Today House Republicans pulled a bill from the floor that was intended to embarrass Democrats and undermine the Affordable Care Act. Majority Leader Eric Cantor had sponsored the “Helping Sick Americans Now Act,” which

… would siphon $3.6 billion from the Affordable Care Act’s $10 billion prevention and public health fund, aimed at combating disease and promoting wellness, into an underfunded short-term plan to cover people with preexisting conditions until 2014, when the law will begin to ban insurers from denying coverage based on health status.

But the legislation doesn’t reflect a serious long-term effort to address the problem of sick Americans lacking access to health care or getting thrown off their insurance plan. It would shore up a costly and temporary high-risk pool under Obamacare — called the Pre-Existing Condition Insurance Plan — which expires at the end of 2013. Beyond that, Republicans continue to support repealing the rest of the Affordable Care Act, and lack economically feasible plans to address preexisting conditions.

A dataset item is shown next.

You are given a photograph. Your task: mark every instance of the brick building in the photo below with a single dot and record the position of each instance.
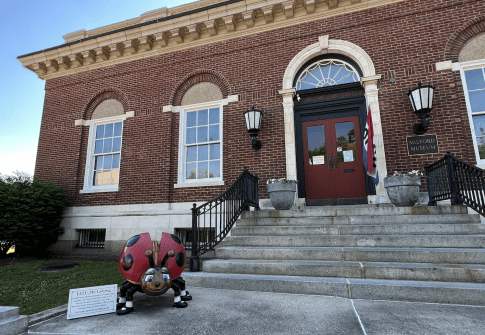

Note that for years Republicans have promoted the idea of dumping people who need lots of medical care into high-risk insurance pools, so that people in the “normal” pool didn’t have to pay so much for insurance. The Affordable Care Act provided for something like that as a temporary fix until 2014, after which insurers can no longer refuse to insure people with pre-existing conditions. The problem is that the high-risk pools sucked up money the way a black hole sucks up matter, so that plan wasn’t really working. Naturally, that was the plan some Republicans decided to like.

However, other Republicans believed the bill would actually strengthen “Obamacare,” and who cares about sick people anyway? So it was scrapped.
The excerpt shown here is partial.